A typical computer uses a standard keyboard with more than 100 buttons. Many of these will have a secondary function, activated by modifiers such as Shift and Ctrl modifiers. This is more than enough to encode the entire alphabet in upper- and lowercase, numbers 0 to 9, a selection of everyday symbols, and common functions that interact with the operating system.
On the other hand, a stenotype machine has less than 25 buttons, which is not enough for all the letters of the English alphabet, never mind the numbers and punctuation marks. This is because the operator is more interested in the sound of a word than the spelling, and it allows a speed of more than 200 words per minute while moving the hands as little as possible.
Incidentally, the one punctuation mark on the device is an asterisk, used to mark corrections. In some messaging applications, where messages can’t be recalled, users will typically type an asterisk underneath, followed by the corrected word underneath.

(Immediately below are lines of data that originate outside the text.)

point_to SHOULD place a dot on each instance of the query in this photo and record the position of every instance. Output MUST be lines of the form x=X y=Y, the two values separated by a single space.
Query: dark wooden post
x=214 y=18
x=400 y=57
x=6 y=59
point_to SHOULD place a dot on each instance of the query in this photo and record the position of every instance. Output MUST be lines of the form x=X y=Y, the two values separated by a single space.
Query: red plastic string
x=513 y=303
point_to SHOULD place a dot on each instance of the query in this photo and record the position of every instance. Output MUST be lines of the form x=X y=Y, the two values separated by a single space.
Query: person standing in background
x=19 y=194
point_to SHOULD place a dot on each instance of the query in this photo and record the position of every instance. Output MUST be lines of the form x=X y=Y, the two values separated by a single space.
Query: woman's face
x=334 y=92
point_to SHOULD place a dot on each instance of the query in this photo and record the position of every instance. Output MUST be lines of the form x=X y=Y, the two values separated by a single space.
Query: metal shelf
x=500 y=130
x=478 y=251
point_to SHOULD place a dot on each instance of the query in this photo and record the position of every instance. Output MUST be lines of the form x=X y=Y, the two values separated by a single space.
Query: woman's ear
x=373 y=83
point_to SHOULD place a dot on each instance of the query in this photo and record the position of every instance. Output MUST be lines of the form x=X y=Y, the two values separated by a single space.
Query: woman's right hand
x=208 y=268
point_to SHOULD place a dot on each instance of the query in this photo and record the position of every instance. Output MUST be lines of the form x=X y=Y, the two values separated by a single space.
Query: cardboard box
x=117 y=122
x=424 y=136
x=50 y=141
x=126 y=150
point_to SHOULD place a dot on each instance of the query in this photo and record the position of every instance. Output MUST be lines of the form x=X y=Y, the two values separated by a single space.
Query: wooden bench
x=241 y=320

However, the stenotype is now decades old and technology has now moved beyond that. Below is a video about live subtitling for proceedings in Parliament.
In this application, voice recognition is used. However, it’s far easier to program a computer to understand just one voice instead of many, so an operator listens through headphones to the words spoken on TV and repeats them.

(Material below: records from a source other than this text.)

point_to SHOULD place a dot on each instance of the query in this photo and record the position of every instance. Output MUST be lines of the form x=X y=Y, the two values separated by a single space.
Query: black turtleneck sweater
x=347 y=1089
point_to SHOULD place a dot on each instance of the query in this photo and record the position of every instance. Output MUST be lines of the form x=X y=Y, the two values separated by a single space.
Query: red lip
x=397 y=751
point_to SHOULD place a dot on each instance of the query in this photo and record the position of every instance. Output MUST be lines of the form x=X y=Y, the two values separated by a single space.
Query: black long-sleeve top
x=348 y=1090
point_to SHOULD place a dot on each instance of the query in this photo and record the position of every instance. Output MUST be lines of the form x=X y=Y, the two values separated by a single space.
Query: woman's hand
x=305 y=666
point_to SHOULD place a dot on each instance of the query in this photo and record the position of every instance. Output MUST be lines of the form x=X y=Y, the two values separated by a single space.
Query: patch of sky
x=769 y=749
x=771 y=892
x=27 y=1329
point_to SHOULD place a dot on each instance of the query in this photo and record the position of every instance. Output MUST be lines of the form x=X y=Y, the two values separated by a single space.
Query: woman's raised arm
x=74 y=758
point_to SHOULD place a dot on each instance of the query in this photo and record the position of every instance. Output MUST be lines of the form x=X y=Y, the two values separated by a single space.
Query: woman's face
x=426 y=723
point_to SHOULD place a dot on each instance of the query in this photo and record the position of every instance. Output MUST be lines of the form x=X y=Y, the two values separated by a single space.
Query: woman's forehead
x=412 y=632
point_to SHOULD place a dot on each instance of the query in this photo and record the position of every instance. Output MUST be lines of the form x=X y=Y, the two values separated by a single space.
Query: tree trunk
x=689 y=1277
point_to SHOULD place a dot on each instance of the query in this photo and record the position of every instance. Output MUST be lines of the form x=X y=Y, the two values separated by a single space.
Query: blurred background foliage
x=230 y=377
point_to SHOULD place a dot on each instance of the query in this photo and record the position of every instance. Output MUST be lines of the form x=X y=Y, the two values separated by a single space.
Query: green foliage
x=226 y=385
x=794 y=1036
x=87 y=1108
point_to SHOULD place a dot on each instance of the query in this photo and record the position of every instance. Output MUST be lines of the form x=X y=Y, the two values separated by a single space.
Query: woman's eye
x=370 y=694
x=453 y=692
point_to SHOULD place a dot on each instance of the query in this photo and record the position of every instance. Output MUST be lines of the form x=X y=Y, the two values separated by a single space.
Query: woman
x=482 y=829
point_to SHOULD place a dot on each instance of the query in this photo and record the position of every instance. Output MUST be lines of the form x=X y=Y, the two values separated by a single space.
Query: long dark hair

You’ll notice from the video that the operator speaks in something of a monotone regardless of how passionate the MPs are feeling, and this helps the software to provide a consistent result. Punctuation also needs to be added manually, not to mention switching between different people; colour codes are often used to help viewers work out which person said what.

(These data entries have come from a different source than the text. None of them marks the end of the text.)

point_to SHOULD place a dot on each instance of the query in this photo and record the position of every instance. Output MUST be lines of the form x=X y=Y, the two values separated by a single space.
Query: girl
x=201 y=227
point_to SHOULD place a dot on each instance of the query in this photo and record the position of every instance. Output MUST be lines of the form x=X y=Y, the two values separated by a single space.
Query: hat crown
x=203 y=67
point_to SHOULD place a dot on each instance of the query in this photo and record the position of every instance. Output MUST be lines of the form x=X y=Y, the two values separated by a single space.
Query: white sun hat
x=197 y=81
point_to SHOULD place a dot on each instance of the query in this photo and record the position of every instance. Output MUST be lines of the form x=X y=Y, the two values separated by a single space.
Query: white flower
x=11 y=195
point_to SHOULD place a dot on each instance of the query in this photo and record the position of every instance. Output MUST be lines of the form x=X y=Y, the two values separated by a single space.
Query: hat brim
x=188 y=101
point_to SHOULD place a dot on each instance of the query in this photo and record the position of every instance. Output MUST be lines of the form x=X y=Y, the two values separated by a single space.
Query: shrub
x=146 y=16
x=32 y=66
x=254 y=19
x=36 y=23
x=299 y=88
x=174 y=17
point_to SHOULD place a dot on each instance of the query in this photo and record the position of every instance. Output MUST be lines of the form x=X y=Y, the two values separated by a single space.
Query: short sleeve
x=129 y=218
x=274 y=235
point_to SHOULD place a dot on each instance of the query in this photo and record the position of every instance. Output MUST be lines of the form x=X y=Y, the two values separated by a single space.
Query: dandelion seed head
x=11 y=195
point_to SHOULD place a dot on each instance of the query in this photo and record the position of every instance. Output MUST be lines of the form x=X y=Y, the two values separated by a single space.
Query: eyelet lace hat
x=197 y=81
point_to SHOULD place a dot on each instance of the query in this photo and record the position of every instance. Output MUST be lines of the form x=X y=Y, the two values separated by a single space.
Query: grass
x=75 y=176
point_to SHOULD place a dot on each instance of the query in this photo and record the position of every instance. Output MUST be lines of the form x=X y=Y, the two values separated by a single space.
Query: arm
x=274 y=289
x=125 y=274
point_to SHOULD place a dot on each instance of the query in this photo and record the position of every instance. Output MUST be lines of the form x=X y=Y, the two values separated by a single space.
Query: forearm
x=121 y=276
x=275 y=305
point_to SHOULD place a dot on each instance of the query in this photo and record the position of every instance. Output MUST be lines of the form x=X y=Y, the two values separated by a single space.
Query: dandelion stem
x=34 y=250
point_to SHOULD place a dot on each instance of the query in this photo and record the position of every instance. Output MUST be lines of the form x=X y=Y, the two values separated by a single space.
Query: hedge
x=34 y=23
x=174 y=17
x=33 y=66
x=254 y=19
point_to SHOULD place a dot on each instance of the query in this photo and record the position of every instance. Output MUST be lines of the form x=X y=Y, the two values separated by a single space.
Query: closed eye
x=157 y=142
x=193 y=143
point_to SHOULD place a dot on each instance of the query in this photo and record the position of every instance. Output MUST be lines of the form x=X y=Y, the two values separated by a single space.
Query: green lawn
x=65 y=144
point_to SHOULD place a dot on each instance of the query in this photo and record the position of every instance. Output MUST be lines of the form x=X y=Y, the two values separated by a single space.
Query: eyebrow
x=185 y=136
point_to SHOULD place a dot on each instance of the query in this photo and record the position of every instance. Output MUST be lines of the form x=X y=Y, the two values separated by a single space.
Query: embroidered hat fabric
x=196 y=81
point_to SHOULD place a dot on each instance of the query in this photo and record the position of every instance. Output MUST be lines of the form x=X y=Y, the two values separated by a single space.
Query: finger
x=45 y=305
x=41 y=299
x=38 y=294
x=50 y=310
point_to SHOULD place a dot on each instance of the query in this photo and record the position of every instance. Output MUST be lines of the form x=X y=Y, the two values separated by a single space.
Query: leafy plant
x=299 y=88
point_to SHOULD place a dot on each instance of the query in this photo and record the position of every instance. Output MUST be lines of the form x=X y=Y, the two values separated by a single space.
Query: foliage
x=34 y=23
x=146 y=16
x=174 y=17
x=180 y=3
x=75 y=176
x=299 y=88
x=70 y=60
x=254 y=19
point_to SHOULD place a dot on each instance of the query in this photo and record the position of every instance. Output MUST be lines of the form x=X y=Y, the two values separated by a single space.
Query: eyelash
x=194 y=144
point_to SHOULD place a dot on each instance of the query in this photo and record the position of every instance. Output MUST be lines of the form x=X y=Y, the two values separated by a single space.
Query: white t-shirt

Such software is also available for home users. For a period when I had RSI, I used Dragon NaturallySpeaking to give my fingers a rest. It worked to a high standard, I found, even straight out of the box and with a Scottish accent. However, it produces its best results when connected to the Internet, as it can benefit from deep learning techniques. If it can’t, the audio is processed locally and there’s a noticeable decrease in quality.